Смирительная рубашка. Когда боги смеются - Лондон Джек. Страница 72

— Да знаешь ли ты, что ты ешь? — спросила наконец мать с отчаянием в голосе.

Он безучастно взглянул на блюдо, стоявшее перед ним, и затем столь же безучастно — на нее.

— «Плавучий остров»! — воскликнула она с торжеством.

— О! — сказал он.

— «Плавучий остров»! — подхватили дети громким хором.

— О! — сказал он и после двух-трех глотков прибавил: — Мне кажется, я сегодня не голоден.

Он уронил ложку, отодвинул стул и тяжело поднялся.

— Я, пожалуй, спать пойду.

Ноги его волочились тяжелее обыкновенного, когда он проходил через кухню. Раздевание казалось ему титаническим трудом, чудовищно-огромным пустяком, и он заплакал от слабости, когда лег на кровать — все еще в одном башмаке. Он чувствовал, как в голове у него поднимается и набухает нечто, делающее его мозг густым и вязким. Его тонкие пальцы опухли, как и вся кисть, а их кончики онемели. Поясница нестерпимо болела. Болели все кости. Болело везде. А в голове его затрещали, застучали, загрохотали миллионы ткацких станков. Все пространство казалось заполненным мелькающими челноками. Они сновали взад и вперед, среди звезд. Сам он управлял тысячей станков, и они вертелись все быстрее и быстрее; а мозги его так же быстро разматывались и превращались в пряжу, питавшую тысячи снующих челноков.

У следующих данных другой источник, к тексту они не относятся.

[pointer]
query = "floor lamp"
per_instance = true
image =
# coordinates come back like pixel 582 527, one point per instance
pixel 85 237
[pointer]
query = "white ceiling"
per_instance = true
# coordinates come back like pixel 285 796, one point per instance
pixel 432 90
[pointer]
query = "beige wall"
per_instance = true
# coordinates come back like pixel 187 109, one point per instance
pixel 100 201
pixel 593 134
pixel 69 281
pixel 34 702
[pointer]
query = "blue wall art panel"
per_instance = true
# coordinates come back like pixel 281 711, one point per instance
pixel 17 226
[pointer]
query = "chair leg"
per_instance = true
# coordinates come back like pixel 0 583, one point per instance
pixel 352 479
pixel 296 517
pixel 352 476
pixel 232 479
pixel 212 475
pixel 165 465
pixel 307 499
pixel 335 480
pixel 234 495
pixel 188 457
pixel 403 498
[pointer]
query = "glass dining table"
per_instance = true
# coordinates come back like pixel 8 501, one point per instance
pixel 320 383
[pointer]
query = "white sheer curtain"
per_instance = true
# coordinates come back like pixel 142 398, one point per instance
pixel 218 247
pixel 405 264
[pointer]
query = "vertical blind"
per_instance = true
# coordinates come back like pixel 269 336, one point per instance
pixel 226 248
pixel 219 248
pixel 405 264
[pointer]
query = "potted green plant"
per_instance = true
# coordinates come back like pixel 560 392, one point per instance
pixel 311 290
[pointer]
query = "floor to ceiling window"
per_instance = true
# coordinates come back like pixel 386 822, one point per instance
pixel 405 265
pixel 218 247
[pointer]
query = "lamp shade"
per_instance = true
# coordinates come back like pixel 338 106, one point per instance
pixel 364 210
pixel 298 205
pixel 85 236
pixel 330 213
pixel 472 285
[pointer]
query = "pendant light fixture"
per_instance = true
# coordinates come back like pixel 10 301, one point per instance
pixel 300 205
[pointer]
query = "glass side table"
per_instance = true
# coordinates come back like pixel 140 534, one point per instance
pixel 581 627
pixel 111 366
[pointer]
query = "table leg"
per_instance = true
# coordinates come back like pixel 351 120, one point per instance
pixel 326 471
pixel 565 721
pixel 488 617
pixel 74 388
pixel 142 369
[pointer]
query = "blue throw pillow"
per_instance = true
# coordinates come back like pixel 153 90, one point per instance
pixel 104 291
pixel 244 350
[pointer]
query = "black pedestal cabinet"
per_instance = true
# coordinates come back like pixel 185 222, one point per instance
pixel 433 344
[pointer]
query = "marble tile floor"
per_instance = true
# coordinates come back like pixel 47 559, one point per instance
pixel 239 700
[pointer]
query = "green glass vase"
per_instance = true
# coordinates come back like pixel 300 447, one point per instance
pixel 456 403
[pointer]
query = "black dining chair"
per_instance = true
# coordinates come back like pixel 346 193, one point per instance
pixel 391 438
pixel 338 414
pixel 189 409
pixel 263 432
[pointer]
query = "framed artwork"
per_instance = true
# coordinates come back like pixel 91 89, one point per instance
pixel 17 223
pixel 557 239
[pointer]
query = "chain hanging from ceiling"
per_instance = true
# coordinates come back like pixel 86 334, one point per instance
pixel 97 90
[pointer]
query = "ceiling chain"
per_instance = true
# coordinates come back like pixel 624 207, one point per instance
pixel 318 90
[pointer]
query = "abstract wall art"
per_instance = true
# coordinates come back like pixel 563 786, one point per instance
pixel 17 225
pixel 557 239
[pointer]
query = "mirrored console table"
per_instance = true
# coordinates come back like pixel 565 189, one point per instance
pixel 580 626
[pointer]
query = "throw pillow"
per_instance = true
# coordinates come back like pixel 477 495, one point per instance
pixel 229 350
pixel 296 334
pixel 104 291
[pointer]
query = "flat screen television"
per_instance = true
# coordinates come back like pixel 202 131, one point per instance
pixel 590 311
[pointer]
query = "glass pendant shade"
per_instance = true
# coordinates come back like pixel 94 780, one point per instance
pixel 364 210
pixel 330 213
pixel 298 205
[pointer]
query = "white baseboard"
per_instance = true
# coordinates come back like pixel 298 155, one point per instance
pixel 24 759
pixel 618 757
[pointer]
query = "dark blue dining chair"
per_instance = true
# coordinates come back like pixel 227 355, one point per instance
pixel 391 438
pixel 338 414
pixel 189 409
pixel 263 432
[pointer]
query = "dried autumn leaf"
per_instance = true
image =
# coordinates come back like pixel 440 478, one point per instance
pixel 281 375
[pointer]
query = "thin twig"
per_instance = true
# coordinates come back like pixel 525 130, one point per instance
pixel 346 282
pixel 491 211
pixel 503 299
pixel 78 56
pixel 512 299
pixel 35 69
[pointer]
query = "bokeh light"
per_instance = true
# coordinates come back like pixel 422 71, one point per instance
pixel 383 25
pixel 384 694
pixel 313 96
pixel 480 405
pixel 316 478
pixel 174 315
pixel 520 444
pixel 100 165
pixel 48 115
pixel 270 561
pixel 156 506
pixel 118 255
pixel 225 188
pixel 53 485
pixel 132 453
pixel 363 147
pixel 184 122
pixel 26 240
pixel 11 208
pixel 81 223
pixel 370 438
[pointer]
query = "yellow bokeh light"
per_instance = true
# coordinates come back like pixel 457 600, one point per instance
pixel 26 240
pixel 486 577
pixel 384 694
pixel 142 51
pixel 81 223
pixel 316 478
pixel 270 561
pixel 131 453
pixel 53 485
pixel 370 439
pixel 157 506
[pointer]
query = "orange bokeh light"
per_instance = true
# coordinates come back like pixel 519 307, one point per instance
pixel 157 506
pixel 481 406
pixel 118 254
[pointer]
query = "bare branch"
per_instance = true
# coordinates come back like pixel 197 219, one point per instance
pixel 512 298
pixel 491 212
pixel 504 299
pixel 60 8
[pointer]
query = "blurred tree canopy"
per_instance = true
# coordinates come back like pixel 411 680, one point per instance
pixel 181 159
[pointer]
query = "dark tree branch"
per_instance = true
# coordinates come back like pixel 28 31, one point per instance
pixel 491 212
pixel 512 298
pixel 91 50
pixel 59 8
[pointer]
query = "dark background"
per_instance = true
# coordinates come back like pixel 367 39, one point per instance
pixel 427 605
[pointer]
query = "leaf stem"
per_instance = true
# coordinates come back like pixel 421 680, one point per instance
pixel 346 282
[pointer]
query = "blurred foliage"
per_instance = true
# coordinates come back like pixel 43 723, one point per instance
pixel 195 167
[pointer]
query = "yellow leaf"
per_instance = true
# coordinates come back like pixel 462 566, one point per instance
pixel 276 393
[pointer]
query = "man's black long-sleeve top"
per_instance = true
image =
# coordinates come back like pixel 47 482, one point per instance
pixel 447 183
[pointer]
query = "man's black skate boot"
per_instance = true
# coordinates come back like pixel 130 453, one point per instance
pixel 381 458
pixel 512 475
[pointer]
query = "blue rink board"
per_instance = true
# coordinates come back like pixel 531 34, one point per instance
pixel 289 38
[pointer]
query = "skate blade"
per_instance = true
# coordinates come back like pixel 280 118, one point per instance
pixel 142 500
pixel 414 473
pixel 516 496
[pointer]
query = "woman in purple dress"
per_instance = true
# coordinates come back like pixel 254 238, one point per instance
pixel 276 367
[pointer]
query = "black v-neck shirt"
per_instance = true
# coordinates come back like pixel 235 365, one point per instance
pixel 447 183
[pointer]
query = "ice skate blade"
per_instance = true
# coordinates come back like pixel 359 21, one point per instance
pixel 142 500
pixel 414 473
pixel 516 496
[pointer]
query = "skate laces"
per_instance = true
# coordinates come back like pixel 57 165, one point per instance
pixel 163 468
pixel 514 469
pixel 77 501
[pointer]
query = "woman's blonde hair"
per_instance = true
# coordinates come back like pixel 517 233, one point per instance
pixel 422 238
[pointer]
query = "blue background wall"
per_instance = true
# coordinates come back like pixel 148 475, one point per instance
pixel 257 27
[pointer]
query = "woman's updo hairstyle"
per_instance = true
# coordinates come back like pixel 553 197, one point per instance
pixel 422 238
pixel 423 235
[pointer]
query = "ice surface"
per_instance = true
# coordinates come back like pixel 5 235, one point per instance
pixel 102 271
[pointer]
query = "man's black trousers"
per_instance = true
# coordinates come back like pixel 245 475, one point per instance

На другое утро он не пошел на фабрику. Он был слишком занят, совершая колоссальную работу на тысяче станков, кружившихся у него в голове. Мать отправилась на работу, но сначала послала за доктором. Тот сказал, что это острый приступ гриппа. Дженни несла обязанности сестры милосердия и выполняла инструкции доктора. Это был весьма тяжелый приступ, и прошла неделя, пока Джонни смог одеться и с трудом ходить по комнате. Еще через неделю доктор сказал, что он сумеет вернуться на работу. Мастер из ткацкой посетил его в воскресенье после обеда, в первый день его выздоровления.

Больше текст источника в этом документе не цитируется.